Supposedly this lengthy story will explain why World War I happened. But, like it’s old man narrator, it comes off like a crazy old man telling a pointless story.
Not to say that story isn’t thorough. We get to know the dysfunction what seems like every single resident of a small German town. From the pastor who ties his son’s hands to the bed at night to keep him from masturbating (and dying!) to the angry son of a woman killed in an accident, to an abusive doctor — who not only verbally assaults his lover but sexually assaults his daughter — to, well, you get the point. That is, if the point of this movie is that World War I happened because Germans are awful people.
You’re probably asking yourself, is everyone in the movie terrible. No. The school teacher is a bumbling idiot, his fiance has no personality and is simply kinda weepy. Only the doctor’s son, Rudi (the adorable little boy with the bird pictured), seems to have an sense of decency or sweetness. Clearly that will be destroyed when he is old enough to see what miserable assholes surround him.
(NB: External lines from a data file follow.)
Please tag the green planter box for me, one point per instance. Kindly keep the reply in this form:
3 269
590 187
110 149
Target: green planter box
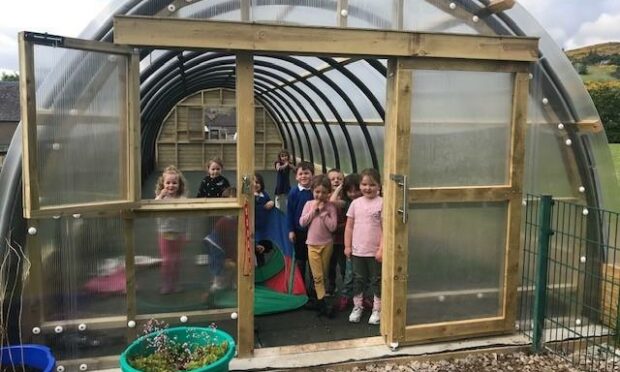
196 335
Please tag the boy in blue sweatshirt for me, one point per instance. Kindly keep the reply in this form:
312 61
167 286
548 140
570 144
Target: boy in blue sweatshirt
297 198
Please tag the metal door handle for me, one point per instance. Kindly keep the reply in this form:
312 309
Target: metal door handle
401 180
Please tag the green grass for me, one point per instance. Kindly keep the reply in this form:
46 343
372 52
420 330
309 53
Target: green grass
615 154
599 73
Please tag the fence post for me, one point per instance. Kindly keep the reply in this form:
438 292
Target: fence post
540 286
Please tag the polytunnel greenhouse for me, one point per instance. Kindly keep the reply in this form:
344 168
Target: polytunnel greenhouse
464 106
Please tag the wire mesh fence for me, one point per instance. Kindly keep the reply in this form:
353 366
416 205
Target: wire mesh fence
571 282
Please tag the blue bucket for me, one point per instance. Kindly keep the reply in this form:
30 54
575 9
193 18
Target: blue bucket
36 356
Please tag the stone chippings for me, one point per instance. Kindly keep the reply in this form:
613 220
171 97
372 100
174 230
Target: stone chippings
523 362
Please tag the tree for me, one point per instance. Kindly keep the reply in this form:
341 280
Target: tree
606 97
12 76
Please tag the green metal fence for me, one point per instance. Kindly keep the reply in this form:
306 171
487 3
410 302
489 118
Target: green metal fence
571 282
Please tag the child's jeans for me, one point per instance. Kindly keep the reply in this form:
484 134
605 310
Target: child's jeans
170 251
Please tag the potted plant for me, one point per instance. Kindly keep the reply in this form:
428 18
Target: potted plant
26 358
163 349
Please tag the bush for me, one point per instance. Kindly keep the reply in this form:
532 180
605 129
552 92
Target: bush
606 97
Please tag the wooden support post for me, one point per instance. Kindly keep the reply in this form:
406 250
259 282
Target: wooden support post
130 273
517 166
395 235
245 171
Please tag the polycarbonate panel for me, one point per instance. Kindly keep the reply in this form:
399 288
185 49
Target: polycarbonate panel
81 126
344 152
456 261
221 10
372 14
360 101
305 12
330 159
83 268
334 97
437 16
461 125
185 262
360 146
328 114
295 69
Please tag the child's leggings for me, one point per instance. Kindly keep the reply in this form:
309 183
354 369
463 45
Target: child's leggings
318 257
366 271
170 251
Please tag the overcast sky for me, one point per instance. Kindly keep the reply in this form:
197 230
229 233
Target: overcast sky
572 23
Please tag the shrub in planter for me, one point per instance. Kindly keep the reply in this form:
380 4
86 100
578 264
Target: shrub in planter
179 349
27 357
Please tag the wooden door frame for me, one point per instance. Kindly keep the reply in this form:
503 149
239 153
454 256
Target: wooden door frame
397 137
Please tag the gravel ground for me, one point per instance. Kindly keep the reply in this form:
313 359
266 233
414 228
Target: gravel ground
481 363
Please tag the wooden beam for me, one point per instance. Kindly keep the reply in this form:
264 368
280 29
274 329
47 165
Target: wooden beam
395 230
30 178
265 38
496 6
462 194
456 329
245 172
457 64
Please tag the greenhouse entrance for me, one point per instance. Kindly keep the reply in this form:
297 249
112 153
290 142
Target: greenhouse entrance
432 289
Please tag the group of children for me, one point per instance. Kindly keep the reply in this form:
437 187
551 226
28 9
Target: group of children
334 222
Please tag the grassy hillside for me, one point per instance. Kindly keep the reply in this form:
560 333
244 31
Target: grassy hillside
615 154
604 49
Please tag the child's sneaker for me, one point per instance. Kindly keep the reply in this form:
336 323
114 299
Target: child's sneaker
218 284
343 303
375 317
356 315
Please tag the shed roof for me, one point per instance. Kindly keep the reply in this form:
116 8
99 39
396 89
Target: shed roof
9 101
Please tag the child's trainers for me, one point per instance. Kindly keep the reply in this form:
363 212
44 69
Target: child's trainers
343 303
356 314
375 317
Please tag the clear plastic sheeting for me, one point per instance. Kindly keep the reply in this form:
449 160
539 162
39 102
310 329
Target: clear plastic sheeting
82 264
221 10
185 262
81 121
315 12
456 261
460 128
372 14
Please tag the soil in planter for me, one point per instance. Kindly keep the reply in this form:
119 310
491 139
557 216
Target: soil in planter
19 368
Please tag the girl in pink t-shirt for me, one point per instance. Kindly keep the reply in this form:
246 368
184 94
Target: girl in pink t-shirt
362 242
321 218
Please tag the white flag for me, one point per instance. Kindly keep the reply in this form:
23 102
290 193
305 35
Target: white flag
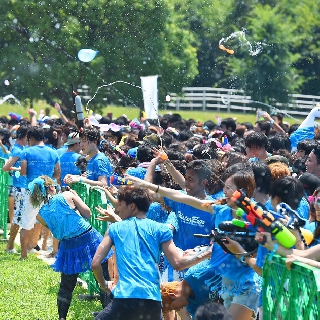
150 96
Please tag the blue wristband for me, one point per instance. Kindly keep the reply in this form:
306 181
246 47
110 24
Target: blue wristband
274 251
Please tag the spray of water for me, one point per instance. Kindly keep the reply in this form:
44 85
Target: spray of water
135 86
10 96
253 48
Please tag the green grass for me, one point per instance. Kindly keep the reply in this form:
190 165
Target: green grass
133 112
29 291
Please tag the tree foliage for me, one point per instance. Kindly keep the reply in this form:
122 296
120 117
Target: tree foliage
178 40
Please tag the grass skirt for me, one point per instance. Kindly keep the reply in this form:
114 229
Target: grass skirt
75 254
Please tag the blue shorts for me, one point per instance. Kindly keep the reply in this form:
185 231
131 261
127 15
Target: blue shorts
249 298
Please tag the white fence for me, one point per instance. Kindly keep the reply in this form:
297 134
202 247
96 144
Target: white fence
220 99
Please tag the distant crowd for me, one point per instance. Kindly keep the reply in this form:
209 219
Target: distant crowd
165 180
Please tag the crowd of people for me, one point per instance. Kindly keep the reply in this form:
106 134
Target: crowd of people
166 180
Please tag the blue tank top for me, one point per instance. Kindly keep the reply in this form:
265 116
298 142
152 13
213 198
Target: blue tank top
61 219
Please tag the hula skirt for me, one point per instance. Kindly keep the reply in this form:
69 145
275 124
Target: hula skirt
75 254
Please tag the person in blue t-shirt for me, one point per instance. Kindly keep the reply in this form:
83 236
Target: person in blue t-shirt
36 160
19 185
66 216
241 286
99 167
199 286
186 219
138 242
70 156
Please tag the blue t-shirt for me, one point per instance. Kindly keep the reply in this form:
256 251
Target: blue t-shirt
41 160
63 221
98 166
219 195
62 150
157 213
20 181
137 172
67 164
187 221
138 247
236 276
2 154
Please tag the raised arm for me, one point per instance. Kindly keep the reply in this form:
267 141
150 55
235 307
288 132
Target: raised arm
172 194
108 193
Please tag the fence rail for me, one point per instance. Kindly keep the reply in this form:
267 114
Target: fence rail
221 99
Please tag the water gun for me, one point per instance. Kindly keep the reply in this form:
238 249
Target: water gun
295 222
240 231
119 181
246 239
236 225
262 220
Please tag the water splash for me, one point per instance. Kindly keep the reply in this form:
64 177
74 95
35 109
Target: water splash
253 48
10 96
111 84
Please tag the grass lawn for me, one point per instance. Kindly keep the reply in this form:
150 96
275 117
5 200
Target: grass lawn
29 291
133 112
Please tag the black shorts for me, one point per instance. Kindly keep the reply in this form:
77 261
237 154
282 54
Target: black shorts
133 309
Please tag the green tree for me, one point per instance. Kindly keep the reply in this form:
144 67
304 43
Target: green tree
40 40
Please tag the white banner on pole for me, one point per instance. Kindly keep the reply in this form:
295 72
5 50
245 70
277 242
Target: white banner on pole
149 86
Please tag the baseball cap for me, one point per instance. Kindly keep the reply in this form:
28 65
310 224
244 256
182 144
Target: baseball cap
310 182
73 138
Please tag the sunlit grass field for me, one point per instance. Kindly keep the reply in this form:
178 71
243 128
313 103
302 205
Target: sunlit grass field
132 112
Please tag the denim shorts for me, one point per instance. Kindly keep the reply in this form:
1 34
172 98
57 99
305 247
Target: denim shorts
249 298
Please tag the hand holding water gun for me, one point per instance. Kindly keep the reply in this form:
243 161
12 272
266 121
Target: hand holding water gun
262 221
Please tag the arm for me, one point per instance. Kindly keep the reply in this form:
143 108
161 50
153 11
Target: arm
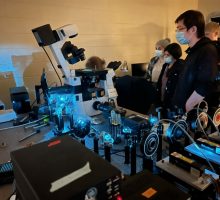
193 100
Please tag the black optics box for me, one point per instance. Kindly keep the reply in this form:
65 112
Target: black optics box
20 100
63 168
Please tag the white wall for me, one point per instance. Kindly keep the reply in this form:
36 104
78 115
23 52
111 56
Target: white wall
112 29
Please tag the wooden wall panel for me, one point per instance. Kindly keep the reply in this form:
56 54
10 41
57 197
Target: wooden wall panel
124 30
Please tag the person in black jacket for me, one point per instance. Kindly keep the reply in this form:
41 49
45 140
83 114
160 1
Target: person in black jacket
169 75
197 78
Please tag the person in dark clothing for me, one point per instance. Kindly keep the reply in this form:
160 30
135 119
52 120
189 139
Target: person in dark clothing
212 31
169 75
197 78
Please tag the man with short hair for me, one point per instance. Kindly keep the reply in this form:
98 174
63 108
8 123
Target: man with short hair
200 68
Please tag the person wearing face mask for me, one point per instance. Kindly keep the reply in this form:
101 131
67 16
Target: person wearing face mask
156 63
169 75
196 80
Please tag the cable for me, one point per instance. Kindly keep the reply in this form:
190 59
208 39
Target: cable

What plot there is become so muddled in the details of individual lives that it ceases to matter.
That the film is slow is certainly characteristic of Haneke’s work, but his other films, Benny’s Video, Caché and Funny Games, have one important thing The White Ribbon does not: those films create a paranoia in the audience members though their shocking and out of the blue acts of violence. Knocking a guy off a horse or describing the torture of a child without showing it doesn’t hold the same impact as the filming of a murder or the smiling tormenting of two psychotic preppies (by the way, Haneke’s own remake of Funny Games should be ignored when thinking of his great work. That film is so bad it could use several hundred words of criticism of its own).
Benny’s Video found a murderous teenager’s crime covered up by his parents. The White Ribbon has bad children beaten for what seems like a minor indiscretion and forced to wear ribbons to remind them of purity until their father trusts them again. When it comes to light that they may have committed a serious set of crimes the parent simply throws the blame back at the accuser and ignores the situation.
What should be ignored is Haneke’s downward decline. His earlier work is frightening and sticks with a viewer. His recent has no impact at all.